The cotter pin turned to dust when I removed it, so I punched it out with a pin + hammer. I wire-brushed away 42 years of boat paint, and removed the huge nut holding the prop on. And this is where I'm stuck.
The prop WILL NOT BUDGE. I heated it with a propane torch, put a gear puller on there, and beat it with brass pins and hammers for nearly 2 hours, and all I accomplished was collapsing the cotter pin through-hole with the gear puller. I had to leave it with some penetrating oil, and some hope for better ideas next weekend...
Anyone have any idea how to pull the prop? Am I missing something about the rudder removal (does the prop really have to come off)? It looks to me like the only way to NOT remove the prop is if one were to fully disassemble the rudder from the copper shaft, which I don't want to do (in fact, the rudder through-bolt heads are so curved and shaped, I don't know if it would be possible).
Thanks for any advice!
Prop Puller and Rudder Disassembly
As far as N/S vs. E/W, the rig could have lined up either way; The reason for the alignment in the pic was so we could beat it on either side with mallets.
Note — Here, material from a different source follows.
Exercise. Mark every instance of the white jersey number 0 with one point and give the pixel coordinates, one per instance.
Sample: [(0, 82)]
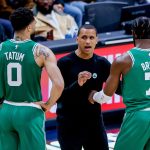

I took that pic when we were done breaking it - it was lined up pretty well when we were really working it, although you are right - a slight misalignment was probably the cause.
Unfortunately, after removing the handle, gudgeon, and bearing, I tried to remove the rudder (by pushing it, still attached upwards and then downwards into a trench), but it would not slide by the Prop. I tried every which way, but I'm sure it would have required some brute force, and probably some undesired bending of either the rudder shaft or prop shaft to attempt removal with the prop attached. Therefore, I tried to remove the prop, failed, and finally simply disassembled the rudder from the shaft. So, the blow-by-blow of what actually worked was:
1) Remove handle, gudgeon, and delrin bearing.
2) Dig a trench under the rudder (unless the boat is up high or on stilts or something).
3) Drill out the heads of the pins holding the rudder bracket with a large drill bit. Remove the bracket by prying it off and punch out the pins with a hammer and punch (after chiseling the boat paint and maybe even cleaning it up with a dremel that has a wire brush attachment).
4) Push the rudder up (lift it out of the rudder shoe) and drop/turn it until you can get at the three bolt heads holding the rudder together. They should be well shaped and coated with bottom paint...
5) Take a dremel with a cutting wheel and make the flathead screwdriver bolt heads deeper and more usable. Clean up the area around the bolt heads with a wire brush and make sure the paint is "broken" around where it needs to spin.
6) Use a chisel/punch/flathead and a hammer, and dig out the marine tex bondo-like filler from the two spots it's in - see the pics above (the holes are where the filler was). Dig first nearest the stern and move towards the bow to avoid damaging the hardware.
7) Unearth the bolts from the bondo.
8) This part's a 2-man job. Use a HUGE flathead screwdriver (with a hex shaft - not a round shaft) with an adjustable wrench on the shaft and have someone hold it on the appropriate bolt. Use a wrench to slowly spin the nuts in the rudder holes (not too fast - don't strip the bolt heads!). Once they're moving, you should be able to spin it with your finger. Once the nut is off, slide something (I used a big, crappy adjustable wrench handle) between the end of the bolt and the wood of the rudder and bang the bolt through. If it's not removable with your hand after that, use a big pair of pliers to remove it the rest of the way.
9) The top bolt is the worst; it's got a nasty hook in it and apparently screws right into the rudder with no hardware - I actually think I "caveman'ed" that one off so you're on your own there.
10) Since the prop is still in the way of the rudder shaft, the shaft will stay where it is and simply be re-bolted to the rudder with new hardware once I'm done restoring the rudder.